When, a week ago, Russia officially recognized the self-proclaimed Donetsk People’s Republic and the Lugansk People’s Republic and then sent troops at the request of these republics to defend them against the Ukrainian army, it was thought that It was a provocative action stretching international law to its fullest extent. However, even if they lie on territories officially claimed by Ukraine, Russia can recognize these Republics. Many other countries had the right to recognize other self-declared countries.

But when, on February 24, Russian troops entered undisputed Ukrainian territory, the only words to describe it were “war” and “invasion”. Putin had no real reason to attack Ukraine. Ukraine’s NATO membership was only a hypothesis but was far from being realized, and the conflict in Donbass has been going on since 2014. The timing of these events seems to be more related to the pandemic and to the natural gas cut that Russia itself imposed from last June, putting many EU countries under pressure over the past year. After two years of the pandemic and months of rising gas prices, Putin knows that “Western” governments could hardly offer their citizens a war to protect another country.

The official reasons given by the Russian government are appalling: the aim is apparently to “denazify” Ukraine
[1]i.e. overriding the current Ukrainian government, guilty of not being loyal to Russia and looking too much towards “the West” – with the ultimate goal of “bringing two Slavic countries together” [2]. Considering that in Poland, Czechia, Slovakia, Slovenia, Bosnia and Herzegovina, Serbia, Montenegro, North Macedonia and Bulgaria as well, the majority of the population is ethnically “Slavic”, this suggests – the concept of Russia as the “mother” of all Slavic countries was conceived more than a century ago but is still alive [3].

This is an extremely dangerous argument, and actions follow one another.
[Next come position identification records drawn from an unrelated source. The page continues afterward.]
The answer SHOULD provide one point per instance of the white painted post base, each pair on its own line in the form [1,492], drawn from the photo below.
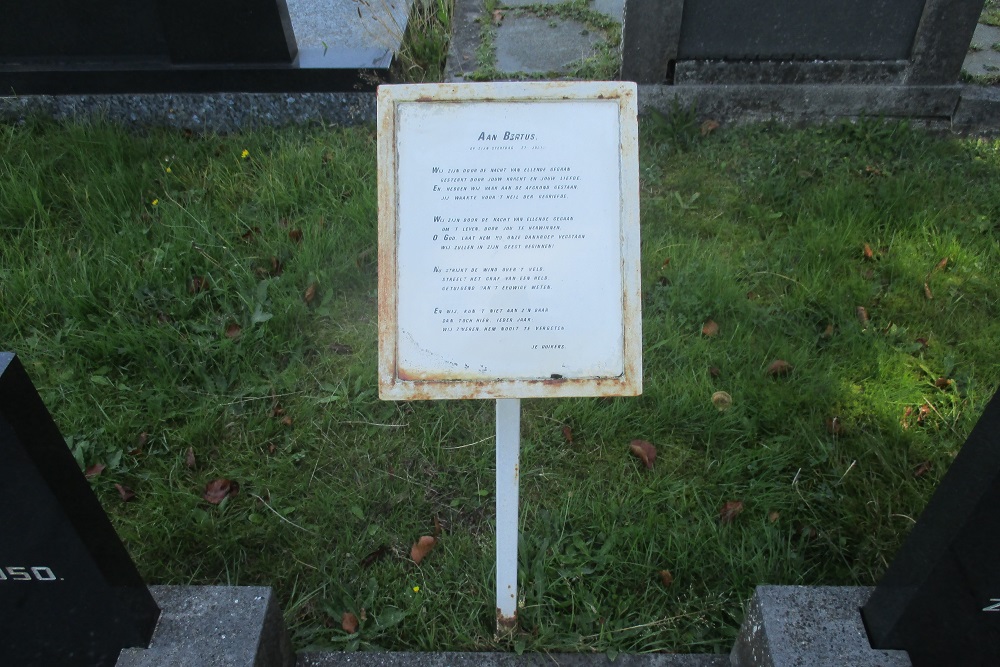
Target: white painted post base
[508,479]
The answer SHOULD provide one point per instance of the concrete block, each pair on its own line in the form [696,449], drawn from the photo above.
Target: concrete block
[805,626]
[214,626]
[978,110]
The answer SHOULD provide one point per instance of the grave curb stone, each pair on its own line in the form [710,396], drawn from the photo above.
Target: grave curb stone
[215,626]
[809,626]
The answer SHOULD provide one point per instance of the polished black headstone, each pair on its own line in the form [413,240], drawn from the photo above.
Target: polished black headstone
[69,593]
[940,598]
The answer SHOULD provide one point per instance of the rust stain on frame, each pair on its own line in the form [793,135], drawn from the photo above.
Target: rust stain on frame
[437,376]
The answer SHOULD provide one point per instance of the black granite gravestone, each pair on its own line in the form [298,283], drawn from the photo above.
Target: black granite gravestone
[69,593]
[940,598]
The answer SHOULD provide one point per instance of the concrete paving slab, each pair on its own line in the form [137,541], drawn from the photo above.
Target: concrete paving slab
[809,626]
[214,626]
[508,660]
[985,61]
[532,45]
[349,24]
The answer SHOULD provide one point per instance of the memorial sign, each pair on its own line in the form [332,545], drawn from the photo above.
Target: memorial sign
[508,241]
[69,593]
[508,256]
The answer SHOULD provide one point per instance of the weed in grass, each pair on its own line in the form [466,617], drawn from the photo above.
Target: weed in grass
[120,311]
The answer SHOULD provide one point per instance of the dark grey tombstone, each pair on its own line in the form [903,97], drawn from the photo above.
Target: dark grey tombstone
[69,593]
[886,42]
[67,47]
[940,598]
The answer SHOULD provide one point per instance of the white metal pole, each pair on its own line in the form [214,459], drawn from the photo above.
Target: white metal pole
[508,479]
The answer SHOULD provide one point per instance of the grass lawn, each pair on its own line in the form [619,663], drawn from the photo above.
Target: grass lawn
[200,308]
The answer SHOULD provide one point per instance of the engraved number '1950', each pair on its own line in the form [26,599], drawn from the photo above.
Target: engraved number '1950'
[15,573]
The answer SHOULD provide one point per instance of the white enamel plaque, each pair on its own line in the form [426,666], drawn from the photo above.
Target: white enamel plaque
[508,240]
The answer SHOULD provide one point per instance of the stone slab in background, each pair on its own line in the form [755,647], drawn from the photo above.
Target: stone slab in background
[215,626]
[809,626]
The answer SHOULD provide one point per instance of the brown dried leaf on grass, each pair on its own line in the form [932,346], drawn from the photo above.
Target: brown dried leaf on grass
[197,284]
[862,313]
[644,451]
[778,368]
[722,401]
[219,489]
[730,511]
[349,622]
[421,548]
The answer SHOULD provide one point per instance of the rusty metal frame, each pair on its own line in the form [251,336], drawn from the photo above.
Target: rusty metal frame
[394,386]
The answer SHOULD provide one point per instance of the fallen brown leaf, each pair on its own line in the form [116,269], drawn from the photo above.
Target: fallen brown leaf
[730,511]
[218,489]
[862,315]
[779,368]
[644,451]
[421,548]
[349,622]
[722,401]
[197,284]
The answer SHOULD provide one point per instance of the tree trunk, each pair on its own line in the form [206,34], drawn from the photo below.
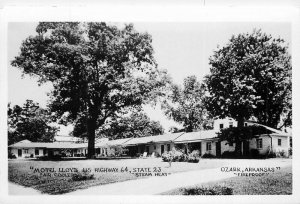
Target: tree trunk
[91,127]
[238,145]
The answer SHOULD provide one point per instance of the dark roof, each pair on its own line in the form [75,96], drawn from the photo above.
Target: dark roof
[151,139]
[49,145]
[201,135]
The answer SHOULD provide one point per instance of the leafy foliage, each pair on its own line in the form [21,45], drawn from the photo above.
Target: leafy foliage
[29,122]
[251,76]
[212,190]
[137,124]
[185,105]
[97,70]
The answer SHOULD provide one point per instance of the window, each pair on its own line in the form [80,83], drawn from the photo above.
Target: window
[259,143]
[208,146]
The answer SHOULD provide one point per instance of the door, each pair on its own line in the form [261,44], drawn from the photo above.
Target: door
[246,148]
[162,149]
[19,152]
[218,149]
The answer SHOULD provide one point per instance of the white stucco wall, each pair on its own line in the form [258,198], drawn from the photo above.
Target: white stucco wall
[213,148]
[226,147]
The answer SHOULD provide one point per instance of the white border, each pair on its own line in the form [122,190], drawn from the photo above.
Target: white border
[150,12]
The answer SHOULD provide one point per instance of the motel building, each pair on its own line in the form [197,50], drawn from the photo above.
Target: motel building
[206,141]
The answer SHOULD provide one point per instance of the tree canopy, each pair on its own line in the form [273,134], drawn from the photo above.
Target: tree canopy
[135,125]
[29,122]
[185,105]
[251,76]
[97,70]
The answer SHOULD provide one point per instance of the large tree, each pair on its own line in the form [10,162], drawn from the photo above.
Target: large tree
[137,124]
[251,76]
[185,105]
[97,70]
[134,125]
[29,122]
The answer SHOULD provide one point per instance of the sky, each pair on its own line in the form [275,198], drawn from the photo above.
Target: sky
[183,49]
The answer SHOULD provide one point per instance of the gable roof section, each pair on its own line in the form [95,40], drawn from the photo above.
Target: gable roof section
[49,145]
[112,142]
[275,131]
[194,136]
[151,139]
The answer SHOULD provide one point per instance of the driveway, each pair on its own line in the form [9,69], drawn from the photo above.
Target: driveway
[157,185]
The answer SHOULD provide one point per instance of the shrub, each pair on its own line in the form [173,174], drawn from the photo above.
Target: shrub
[194,156]
[255,153]
[290,151]
[174,156]
[271,154]
[229,154]
[11,156]
[280,153]
[166,157]
[208,155]
[82,176]
[214,190]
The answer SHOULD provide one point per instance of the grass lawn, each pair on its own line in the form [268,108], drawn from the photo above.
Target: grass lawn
[20,172]
[279,183]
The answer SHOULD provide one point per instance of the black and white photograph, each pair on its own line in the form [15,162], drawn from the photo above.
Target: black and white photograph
[160,108]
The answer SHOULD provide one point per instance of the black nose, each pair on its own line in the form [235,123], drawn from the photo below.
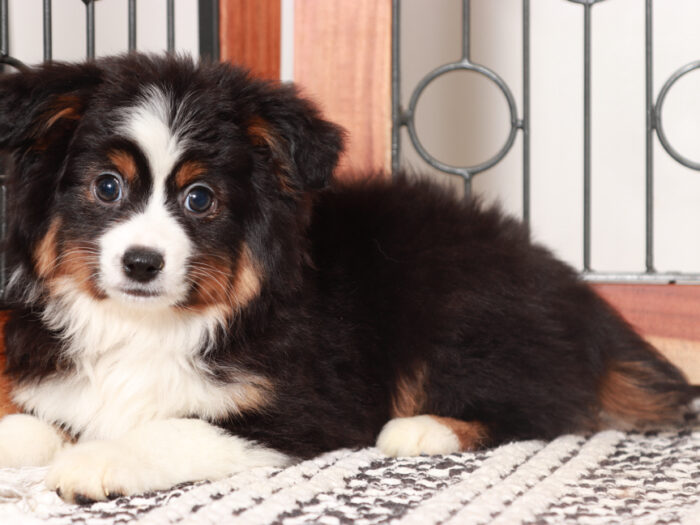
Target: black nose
[142,264]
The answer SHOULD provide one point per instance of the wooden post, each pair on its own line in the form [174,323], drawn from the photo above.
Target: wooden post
[342,60]
[250,35]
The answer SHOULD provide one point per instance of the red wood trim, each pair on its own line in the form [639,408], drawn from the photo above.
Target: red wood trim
[249,32]
[671,311]
[342,59]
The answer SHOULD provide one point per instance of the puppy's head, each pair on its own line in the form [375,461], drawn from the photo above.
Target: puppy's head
[156,183]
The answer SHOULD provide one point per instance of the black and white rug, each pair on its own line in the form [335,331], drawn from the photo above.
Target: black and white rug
[610,477]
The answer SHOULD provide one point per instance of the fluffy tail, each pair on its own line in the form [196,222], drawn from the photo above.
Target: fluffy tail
[640,385]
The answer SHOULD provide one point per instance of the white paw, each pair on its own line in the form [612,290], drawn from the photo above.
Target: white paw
[26,441]
[96,471]
[412,436]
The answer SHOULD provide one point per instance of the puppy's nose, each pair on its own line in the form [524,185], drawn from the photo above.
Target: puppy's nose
[142,264]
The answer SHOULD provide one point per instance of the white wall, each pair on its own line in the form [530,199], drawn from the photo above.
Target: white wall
[463,119]
[111,35]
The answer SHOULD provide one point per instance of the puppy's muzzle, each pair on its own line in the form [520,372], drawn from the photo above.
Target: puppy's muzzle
[142,264]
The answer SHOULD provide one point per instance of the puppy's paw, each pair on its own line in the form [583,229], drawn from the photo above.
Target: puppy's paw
[96,471]
[26,441]
[412,436]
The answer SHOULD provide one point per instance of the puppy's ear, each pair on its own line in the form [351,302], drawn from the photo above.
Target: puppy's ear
[40,105]
[303,147]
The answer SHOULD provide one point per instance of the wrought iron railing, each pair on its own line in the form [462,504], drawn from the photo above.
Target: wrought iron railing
[520,122]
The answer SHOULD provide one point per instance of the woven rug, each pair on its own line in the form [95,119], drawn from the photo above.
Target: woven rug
[650,476]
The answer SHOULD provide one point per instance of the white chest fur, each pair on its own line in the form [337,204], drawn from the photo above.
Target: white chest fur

Let us clearly repeat once again what happened: the current Russian government has taken the decision to invade the sovereign space of a sovereign country only because this sovereign country has not shown the “loyalty” that the Russian government assumes it deserves, based on the (of course) unverifiable assumption that “Russia is the mother nation of all Slavs”. This goes against the internationally accepted principle enshrined in the Charter of the United Nations which prohibits the violation of sovereign rights.
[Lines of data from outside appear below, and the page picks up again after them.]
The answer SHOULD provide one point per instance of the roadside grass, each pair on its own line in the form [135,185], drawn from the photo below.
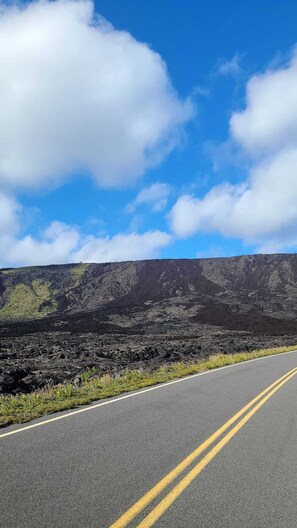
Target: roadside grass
[24,407]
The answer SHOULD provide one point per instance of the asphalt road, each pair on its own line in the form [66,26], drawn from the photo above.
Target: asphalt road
[88,469]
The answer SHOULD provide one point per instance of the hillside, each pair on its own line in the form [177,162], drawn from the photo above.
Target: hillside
[56,321]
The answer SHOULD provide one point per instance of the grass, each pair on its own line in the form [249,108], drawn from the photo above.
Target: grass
[24,407]
[25,301]
[77,273]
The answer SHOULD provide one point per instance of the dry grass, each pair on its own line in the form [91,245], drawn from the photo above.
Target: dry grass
[25,407]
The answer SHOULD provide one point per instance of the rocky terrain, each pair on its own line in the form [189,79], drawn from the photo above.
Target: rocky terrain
[57,321]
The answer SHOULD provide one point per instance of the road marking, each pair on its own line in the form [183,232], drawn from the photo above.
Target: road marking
[161,508]
[91,407]
[132,512]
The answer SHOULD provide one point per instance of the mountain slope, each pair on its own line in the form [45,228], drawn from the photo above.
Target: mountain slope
[57,320]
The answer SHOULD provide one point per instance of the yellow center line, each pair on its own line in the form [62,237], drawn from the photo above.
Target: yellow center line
[132,512]
[160,509]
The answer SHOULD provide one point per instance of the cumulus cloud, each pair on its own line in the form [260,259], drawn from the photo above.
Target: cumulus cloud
[269,121]
[262,210]
[155,195]
[78,95]
[62,243]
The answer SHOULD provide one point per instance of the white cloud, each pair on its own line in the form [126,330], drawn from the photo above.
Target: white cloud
[61,243]
[132,246]
[262,210]
[269,122]
[78,95]
[155,195]
[9,211]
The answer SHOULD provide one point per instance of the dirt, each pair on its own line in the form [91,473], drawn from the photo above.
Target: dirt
[140,314]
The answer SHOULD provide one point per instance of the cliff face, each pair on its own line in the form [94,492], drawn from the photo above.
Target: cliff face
[117,314]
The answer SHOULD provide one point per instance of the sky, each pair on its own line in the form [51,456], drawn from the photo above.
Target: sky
[150,129]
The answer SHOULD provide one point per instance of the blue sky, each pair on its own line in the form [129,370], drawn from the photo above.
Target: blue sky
[164,129]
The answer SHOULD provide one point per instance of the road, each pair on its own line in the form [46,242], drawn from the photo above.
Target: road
[168,457]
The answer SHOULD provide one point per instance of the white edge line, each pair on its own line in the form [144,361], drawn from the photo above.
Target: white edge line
[91,406]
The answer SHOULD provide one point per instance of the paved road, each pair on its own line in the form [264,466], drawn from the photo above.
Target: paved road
[88,469]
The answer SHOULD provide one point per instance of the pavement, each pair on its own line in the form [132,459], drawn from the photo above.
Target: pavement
[159,457]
If you really want to draw comparisons with Nazism, well, it’s not on the Ukrainian side.

In addition, Putin could have two less visible goals: to show that (hybrid) regimes prevail over (full) democracies – Russia does what it wants without being stopped – and to test the coherence of European and American governments – this is clearly demonstrated by his statements about reacting “like never before” if anyone interfered with Russia’s actions.

And now the elephant in the room: the Russian military has around 5,000 nuclear weapons. Using them seems inconceivable, but invading Ukraine seemed impossible just a few weeks ago.
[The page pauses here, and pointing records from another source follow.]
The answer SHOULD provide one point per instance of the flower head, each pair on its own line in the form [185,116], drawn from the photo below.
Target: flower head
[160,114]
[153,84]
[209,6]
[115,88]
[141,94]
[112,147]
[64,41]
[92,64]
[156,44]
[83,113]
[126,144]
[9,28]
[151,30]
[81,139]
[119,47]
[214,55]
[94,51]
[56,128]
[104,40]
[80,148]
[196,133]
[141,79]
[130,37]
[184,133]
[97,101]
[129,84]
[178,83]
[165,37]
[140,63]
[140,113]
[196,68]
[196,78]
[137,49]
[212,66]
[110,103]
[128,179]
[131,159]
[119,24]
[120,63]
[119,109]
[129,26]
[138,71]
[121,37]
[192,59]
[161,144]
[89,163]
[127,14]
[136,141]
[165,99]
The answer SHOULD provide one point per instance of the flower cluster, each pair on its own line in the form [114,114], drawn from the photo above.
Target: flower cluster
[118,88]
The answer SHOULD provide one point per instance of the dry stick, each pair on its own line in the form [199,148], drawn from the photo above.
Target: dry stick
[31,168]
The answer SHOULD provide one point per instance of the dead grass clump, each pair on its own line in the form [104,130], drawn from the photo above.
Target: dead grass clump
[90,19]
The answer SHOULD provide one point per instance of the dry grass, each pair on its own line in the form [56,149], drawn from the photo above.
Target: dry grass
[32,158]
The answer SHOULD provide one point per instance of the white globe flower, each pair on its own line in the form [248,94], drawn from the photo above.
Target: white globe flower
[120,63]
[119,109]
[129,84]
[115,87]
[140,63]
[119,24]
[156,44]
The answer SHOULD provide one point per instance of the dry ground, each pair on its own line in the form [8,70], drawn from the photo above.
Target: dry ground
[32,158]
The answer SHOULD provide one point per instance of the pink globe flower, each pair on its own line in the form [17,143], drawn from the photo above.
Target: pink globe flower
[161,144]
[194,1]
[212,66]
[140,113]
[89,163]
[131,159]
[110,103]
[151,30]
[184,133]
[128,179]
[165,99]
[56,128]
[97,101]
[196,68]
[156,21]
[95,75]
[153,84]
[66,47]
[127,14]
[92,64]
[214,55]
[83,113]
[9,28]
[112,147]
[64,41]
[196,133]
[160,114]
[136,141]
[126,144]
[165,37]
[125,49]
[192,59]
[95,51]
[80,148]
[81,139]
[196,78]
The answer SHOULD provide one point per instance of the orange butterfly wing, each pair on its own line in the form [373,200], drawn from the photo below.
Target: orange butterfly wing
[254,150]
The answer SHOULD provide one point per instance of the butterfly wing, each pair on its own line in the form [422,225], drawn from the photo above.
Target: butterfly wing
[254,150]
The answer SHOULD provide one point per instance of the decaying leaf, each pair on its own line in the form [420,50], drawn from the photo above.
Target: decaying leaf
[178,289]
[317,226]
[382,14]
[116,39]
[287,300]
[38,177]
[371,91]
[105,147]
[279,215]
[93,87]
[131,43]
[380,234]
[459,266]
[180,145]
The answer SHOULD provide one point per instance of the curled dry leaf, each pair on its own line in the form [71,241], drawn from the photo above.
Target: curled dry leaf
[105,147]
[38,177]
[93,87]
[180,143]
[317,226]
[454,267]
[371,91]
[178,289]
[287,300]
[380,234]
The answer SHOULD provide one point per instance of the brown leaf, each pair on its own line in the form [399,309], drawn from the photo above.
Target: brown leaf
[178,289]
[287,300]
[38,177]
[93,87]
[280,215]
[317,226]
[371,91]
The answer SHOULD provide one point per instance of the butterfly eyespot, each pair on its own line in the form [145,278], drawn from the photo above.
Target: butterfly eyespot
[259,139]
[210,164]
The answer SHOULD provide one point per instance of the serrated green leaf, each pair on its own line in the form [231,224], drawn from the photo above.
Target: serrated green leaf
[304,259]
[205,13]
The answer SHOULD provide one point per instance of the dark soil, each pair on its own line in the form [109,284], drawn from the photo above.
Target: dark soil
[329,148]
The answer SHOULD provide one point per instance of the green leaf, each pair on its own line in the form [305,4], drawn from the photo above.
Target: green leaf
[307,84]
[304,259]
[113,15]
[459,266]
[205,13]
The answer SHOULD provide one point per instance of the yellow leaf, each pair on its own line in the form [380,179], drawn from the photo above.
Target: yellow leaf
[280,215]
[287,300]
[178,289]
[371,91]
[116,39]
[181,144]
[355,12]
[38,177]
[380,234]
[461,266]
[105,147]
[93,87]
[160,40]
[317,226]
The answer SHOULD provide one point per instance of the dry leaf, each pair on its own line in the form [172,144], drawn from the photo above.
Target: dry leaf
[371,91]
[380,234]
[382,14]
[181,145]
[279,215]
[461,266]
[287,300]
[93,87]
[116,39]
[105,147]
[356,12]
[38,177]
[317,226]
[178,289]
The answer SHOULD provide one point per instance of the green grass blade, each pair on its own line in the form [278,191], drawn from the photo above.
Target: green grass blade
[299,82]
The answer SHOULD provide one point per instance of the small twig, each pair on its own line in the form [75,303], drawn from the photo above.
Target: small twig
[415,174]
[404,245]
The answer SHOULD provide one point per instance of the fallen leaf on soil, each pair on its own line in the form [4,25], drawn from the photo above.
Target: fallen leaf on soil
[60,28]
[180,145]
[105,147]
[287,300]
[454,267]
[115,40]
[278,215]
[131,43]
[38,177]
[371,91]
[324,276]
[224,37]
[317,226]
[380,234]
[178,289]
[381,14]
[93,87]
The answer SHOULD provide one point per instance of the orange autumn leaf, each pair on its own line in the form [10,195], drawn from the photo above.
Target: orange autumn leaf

The “test of resistance” suffered by Western countries has already failed: all diplomatic efforts have been in vain, Russia has attacked Ukraine for no apparent reason. The attacks came not only from the “legitimate” border, but also from the disputed territory. Crimea and, even worse, Belarus. Thus, putting an end to the already difficult relations between Belarus and the rest of Europe.

The EU has failed the test mainly because it still lacks a single foreign policy and, above all, a single army. Putin does not see the EU as an interlocutor; he frequently mentions NATO and discusses bilaterally with the governments of (some) EU countries.

Unfortunately, we are approaching the paradox of needing war to preserve peace: letting Russia claim “Russian” territories in other sovereign countries like Ukraine is not far from letting Hitler accomplish the Anschluss – and we know what happened next. This is particularly important for the EU given that other former Soviet territories are now part of the EU – and in Estonia, Latvia and Lithuania a significant part of the population is ethnically Russian.

The EU’s fight for peace is admirable but dangerous when interlocutors who do not fight for peace, rather than military action, approach its borders. They have already shown that they are not afraid to encroach on them. But unfortunately the EU still needs to protect itself, and therefore the EU needs an army. And within this, the EU should rethink the role of NATO – the current, unbalanced, US-leaning model is no longer viable.

And, again, letting Russia invade Ukraine sets a dangerous precedent. What will China do with Taiwan then?

However, European governments are reluctant to give their all to harm the Russian economy by imposing sanctions that would also have a significant impact on the EU. As we all know, the interdependence, especially in the energy sector, between Europe and Russia is deep. All the more reason to develop a European plan for energy but in the future, but in the meantime, we should even consider rationing access to heating and electricity in Europe, if that can save Ukraine. Will the Europeans let this happen? The hundreds of peace rallies across Europe might suggest that yes, it is possible.